Was Merchant of Venice written by a female British Jew? John Hudson thinks so. The 54-year-old social theorist is convinced that much of the work attributed to Shakespeare was actually written by Amelia Bassano Lanyer, known for being one of the first women to publish her own poetry, Salve Deus Rex Judaeorum in 1611. Lanyer was part of a family of Semitic Italian court musicians who lived as clandestine Jews. After spending most of his adult life helping big companies market effectively, John Hudson enrolled in a postgraduate program at the Shakespeare Institute and spent four years studying the Bard's plays. The result was an authorship theory that attributes much of Shakespeare’s work to Amelia Bassano Lanyer. Lanyer was mistress to Lord Henry Hudson, the man in charge of the English theater and patron of the Lord Chamberlain’s Men—the company that performed Shakespeare’s works.

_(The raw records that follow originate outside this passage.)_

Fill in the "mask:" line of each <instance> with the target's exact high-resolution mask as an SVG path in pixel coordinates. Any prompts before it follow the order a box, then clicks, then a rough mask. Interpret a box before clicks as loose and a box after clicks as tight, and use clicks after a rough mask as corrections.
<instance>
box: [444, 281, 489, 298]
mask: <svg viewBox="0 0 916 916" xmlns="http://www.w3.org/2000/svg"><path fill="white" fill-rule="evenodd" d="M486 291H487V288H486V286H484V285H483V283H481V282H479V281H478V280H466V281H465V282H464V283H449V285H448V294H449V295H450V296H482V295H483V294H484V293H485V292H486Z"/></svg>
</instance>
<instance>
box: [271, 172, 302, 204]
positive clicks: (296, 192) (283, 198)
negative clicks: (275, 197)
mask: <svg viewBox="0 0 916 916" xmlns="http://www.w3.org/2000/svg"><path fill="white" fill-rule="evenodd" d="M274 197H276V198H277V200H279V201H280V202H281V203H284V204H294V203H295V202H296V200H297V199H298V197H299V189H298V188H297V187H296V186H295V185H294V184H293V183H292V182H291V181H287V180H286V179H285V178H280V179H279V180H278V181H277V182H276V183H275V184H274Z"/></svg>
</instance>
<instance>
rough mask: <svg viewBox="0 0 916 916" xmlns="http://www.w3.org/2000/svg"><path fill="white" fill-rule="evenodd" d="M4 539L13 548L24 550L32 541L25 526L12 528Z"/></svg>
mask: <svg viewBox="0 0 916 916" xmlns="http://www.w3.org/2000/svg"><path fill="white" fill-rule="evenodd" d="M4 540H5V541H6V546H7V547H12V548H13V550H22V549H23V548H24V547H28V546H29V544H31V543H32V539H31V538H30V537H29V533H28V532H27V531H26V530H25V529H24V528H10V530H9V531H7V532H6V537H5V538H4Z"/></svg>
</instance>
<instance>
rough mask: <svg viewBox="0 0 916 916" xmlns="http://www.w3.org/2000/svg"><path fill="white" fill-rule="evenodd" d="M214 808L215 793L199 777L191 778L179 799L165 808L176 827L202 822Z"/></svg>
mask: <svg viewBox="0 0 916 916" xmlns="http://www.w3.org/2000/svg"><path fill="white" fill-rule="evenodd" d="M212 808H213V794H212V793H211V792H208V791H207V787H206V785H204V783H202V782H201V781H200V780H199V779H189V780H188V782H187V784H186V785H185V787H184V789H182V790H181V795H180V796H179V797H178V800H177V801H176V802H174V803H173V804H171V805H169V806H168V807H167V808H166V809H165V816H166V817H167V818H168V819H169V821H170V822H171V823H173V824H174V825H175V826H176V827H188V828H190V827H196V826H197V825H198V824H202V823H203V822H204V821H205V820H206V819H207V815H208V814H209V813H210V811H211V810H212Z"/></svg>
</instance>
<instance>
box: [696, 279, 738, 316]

Paying close attention to all of the musical references and knowledge of plants, law, military life, and falconry in the plays, John Hudson found that they matched the kind of education Lanyer would have had. Not only that: Hudson also found “literary signatures” where he thinks Lanyer left intentional clues about her name in a number of plays. His hypothesis was recently recognized by the Shakespearean Authorship Trust as one of their top eight authorship theories. Eventually, Hudson started a theater group, which he named the Dark Lady Players, to stage a production based on his findings. Their performance of Midsummer Night’s Dream was described as showing that:

Oberon is the figure of Yahweh (God of the Jews), who is embroiled in the Jewish-Roman war against Titus Caesar (embodied by Titania) over the abduction of the true Jewish Messiah (the Iudean or ‘Indian’ boy); the “flower, love in idleness” (a pun on idolatry), represents the Gospels; and the end of the play is a Jewish apocalypse characterized by the distribution of dew — as in the Zohar. The staging was never heavy-handed and there were some uproariously funny moments, punctuated by scenes of violent carnage and deep, spiritual pathos. The overall tone was of a promising marriage between strict comedy and strict tragedy.